Я как-то беседовал с Буковским, он, сидя еще во владимирской тюрьме, начал свою деятельность, помогал зэкам, писал им разные прошения, грамотно, с пониманием юриспруденции и прочего. Вот вам, юридически подготовленному человеку, пришлось использовать свои знания закона?
Да, конечно. У меня там была обширная практика. На самом деле, ужасает уровень не то, что юридической грамотности, а вообще грамотности и понимания того, что происходит. В отношении некоторых заключенных допускаются откровенные нарушения, а они просто понять этого не могут, не то что решают с этим бороться. Миллион кассационных жалоб, ходатайств было написано, я надеюсь, что кому-то это помогло.
В тюрьме юридический момент абсолютно упущен, там адвокатов себе могут позволить считанные единицы. Конечно, на стадии суда у нас законом предусмотрено предоставление адвоката, но нужно понимать качество услуг такого бесплатного адвоката. Конечно, он делает формальный минимум, а за себя бороться по-настоящему приходится самому.
Понятно. Закон - это вообще штука зыбкая в любой стране, а в России сейчас вообще непонятно, где рамки его применения, потому что все знают, что закон очень часто применяется избирательно. Грешат все, а наказывают того, кого надо.
Да, избирательность, к сожалению, присутствует, причем не всегда понятно, от чего она зависит: от настроения чьего-то, от политической ситуации, от экономических каких-то моментов. Здесь масса факторов, просто у нас такая ситуация исторически сложилось, скажем так.

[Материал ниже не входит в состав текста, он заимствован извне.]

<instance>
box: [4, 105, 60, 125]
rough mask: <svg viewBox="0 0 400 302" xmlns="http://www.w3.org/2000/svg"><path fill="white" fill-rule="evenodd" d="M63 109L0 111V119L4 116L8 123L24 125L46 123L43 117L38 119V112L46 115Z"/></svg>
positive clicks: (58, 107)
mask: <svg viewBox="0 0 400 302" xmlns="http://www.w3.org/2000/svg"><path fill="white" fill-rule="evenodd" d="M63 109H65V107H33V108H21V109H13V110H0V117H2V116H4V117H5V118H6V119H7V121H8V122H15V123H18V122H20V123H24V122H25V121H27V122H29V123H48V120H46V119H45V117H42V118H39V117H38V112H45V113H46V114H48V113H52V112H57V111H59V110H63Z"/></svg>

У нас на днях появились материалы из Америки. Там пара конгрессменов хотят внести законопроект, чтобы всех, кто по Магнитскому проходил в неблагоприятной роли, хотя бы в Америку не пускали. И они основывают это на нарушении Хельсинкских соглашений. То есть американцы действуют в рамках своих законодательных возможностей, потому что, видимо, другой управы не найти.
Это сложный вопрос. У меня как у юриста, возникает вопрос, на каком основании включать какие-то ограничения в отношении людей, по которым судом ничего не вынесено, их вина или возможная причастность не определена? Здесь это не совсем корректно, некий правовой беспредел в каком-то смысле. А с другой стороны, мы понимаем, что действительно никакой другой управы абсолютно нет. Но, по большому счету, самое печальное в этой ситуации то, что, судя по списку этих людей, большинству из них будет наплевать, простите, на такие ограничения. Им, может быть, в Америку-то и не надо, счетов у них там нет.
Поедут в Австрию вместо этого.
Ну, я думаю, они решат эти проблемы как-то по-своему. В принципе безнаказанность в этом смысле так и останется.
Я читаю очень многие оппозиционные сайты, и народ довольно жестко пишет по поводу нынешней системы законности в стране. Если взглянуть на картину в очень общем плане, общее дело правосудия хоть по миллиметру движется в сторону исполнения закона, по вашему мнению? То есть правды чуть больше стало, чем пять лет назад?
Очень сложный вопрос. Боюсь, что я здесь буду пессимистом.